Ce lundi 5 février, la Maison de La Salle à Paris a accueilli un groupe de jeunes de l’établissement La Salle Saint-Nicolas d’Issy-les-Moulineaux. Ce groupe était composé de dix jeunes du dispositif UPE2A et dix autres du Clal Jeunes. Ils étaient accompagnés du chef d’établissement, Michel Quinton, de son adjointe chargée du lycée professionnel, Frédérique Legallou, de l’enseignante responsable du dispositif UPE2A, Mme Burton, de l’enseignante responsable du Clal Jeunes, Mme Fiani, et de l’animateur en pastorale scolaire, Frédéric Jouin. L’objectif de cette matinée était de provoquer une rencontre : la rencontre entre des jeunes de deux mondes différents, aux histoires et aux préoccupations quotidiennes distinctes et qui, s’ils se croisent et se côtoient dans l’enceinte de leur établissement, ne vont pas si facilement à la découverte de l’autre. L’idée avait surgi lors d’une réunion de travail du Conseil de perfectionnement des UPE2A, qui propose de réunir périodiquement les membres impliqués des équipes éducatives des trois établissements de région parisienne qui disposent d’une UPE2A pour partager, échanger, participer à des activités communes, etc. Des activités qui favorisent la rencontre Le groupe d’Issy-les-Moulineaux s’était auparavant réuni afin de déterminer ensemble un programme d’activités. Les jeunes étaient assez vite tombés d’accord sur une promenade dans Paris, à la découverte de certains lieux incontournables qu’ils ont découverts sur le trajet entre leur établissement et la Maison de La Salle, mais aussi une rencontre-discussion avec le frère Jean-René Gentric et un repas en commun.
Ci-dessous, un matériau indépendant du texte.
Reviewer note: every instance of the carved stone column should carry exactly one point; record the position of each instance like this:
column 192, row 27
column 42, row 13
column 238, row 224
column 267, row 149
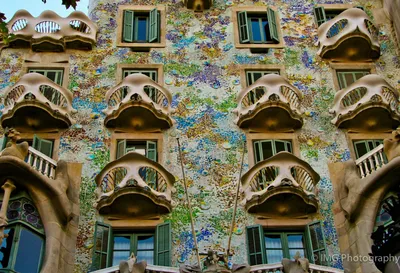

Sans oublier une initiation au théâtre, véritable « accélérateur d’amitiés », pour reprendre les mots de Frédéric Jouin, ancien acteur professionnel, à l’origine de cette proposition. Les jeunes ont reçu un accueil convivial à la Maison de La Salle où les présentations ont été faites. Chaque groupe a ensuite participé en alternance aux deux activités proposées avant de se retrouver tous dans l’amphithéâtre pour un « retour à chaud » et des remerciements. C’est lors de ce temps de clôture que Michel Quinton a demandé : « Quel mot vous vient tout de suite à l’esprit pour qualifier ce que vous avez vécu ce matin ? » À quoi le frère Jean-René Gentric a répondu : « C’est un début de fraternité. » À poursuivre donc pour que ce « début » puisse pousser, grandir, s’épanouir et porter du fruit !

Grandir dans une école lasallienne en Terre sainte

Fêtes de Pourim et de mi-carême, déguisement pour tous les enfants en Terre sainte.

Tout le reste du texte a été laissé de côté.